Sesampainya di lapangan, air mata ku menetes lagi. Ingin rasanya berteriak. Namun tiba-tiba payung putih itu melindungi ku lagi, sehingga aku terlindung dari panasnya matahari siang itu.
Mengapa wanita itu selalu datang dan melindungiku? Ia selalu melindungiku dengan payung putih itu, di kala hujan maupun panas.
Ia selalu berkata “Semangat Gia!”  dengan tersenyum dan kemudian pergi secepat kilat. Bahkan sampai saat ini aku belum mengetahui siapa ia sebenarnya.
Karena penasaran, aku menahan tangan wanita itu, kali ini ia tidak bisa pergi lagi dariku. Aku menanyakan padanya, siapa ia sebenarnya. Ia pun akhirnya memberitahu identitasnya.
Ternyata namanya adalah Melati, namanya sama seperti nama bunga favorite ku. Ia adalah anak dari seorang laki-laki yang menabrak dan menyebabkan diriku menjadi seperti ini.
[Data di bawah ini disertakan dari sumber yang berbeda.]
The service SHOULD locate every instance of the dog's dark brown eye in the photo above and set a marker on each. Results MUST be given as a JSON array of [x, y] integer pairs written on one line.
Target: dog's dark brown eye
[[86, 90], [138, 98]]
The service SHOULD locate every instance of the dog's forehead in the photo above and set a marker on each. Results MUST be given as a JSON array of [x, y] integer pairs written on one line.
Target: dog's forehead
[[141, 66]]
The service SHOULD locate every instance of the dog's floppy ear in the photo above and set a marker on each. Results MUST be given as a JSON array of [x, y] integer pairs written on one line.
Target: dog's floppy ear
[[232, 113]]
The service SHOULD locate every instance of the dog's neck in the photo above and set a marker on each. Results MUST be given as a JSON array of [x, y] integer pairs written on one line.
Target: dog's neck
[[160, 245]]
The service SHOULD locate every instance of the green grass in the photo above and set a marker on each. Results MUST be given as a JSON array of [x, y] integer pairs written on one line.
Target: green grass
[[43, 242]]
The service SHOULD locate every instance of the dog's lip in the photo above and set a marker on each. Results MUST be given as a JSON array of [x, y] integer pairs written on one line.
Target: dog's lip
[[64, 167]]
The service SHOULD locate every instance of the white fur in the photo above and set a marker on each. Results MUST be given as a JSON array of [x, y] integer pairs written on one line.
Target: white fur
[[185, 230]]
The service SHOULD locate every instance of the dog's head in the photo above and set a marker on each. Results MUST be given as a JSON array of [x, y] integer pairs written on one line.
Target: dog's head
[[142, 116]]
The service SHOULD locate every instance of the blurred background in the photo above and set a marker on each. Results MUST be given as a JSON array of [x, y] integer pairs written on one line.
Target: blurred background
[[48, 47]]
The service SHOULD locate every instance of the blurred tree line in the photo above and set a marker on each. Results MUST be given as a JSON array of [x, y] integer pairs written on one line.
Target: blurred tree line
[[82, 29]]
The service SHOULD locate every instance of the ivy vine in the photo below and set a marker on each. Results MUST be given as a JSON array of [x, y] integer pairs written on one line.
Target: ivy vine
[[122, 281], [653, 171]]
Ia bercerita bahwa saat itu ayahnya sedang dalam emosi karena bertengkar dengan ibunya, sehingga pergi membawanya dengan mobil yang melaju kencang. Dan tanpa disengaja menabrak diriku. Namun kini ayahnya sudah mendekam di penjara akibat perbuatannya.
Melati merasa amat bersalah kepadaku, terlebih di saat ia mengetahui bahwa kini aku tidak bisa berjalan sempurna seperti sedia kala. Ia selalu mengunjungiku di rumah sakit secara diam-diam. Payung putih itu adalah payung kesayangan nya, sehingga ia selalu membawa nya kemana pun ia pergi.
Ia meminta maaf kepadaku atas kesalahan ayahnya. Ia menangis karena nasib keluarganya yang berantakan. Hatiku seakan terketuk, aku merasa iba kepadanya. Aku sudah memaafkan kesalahan ayahnya, bahkan sebelum ia meminta maaf kepadaku. Aku memeluk Melati dengan erat.
Setelah kejadian itu, kini Melati adalah sahabatku. Kami selalu menghabiskan waktu bersama.  Melati juga membantu ku untuk bisa kembali berjalan, sampai akhirnya aku bisa berjalan tanpa harus menggunakan tongkat lagi. Walau aku harus berberat hati menerima kenyataan bahwa aku tetap tidak bisa bermain basket dan meraih mimpiku menjadi seorang atlet basket.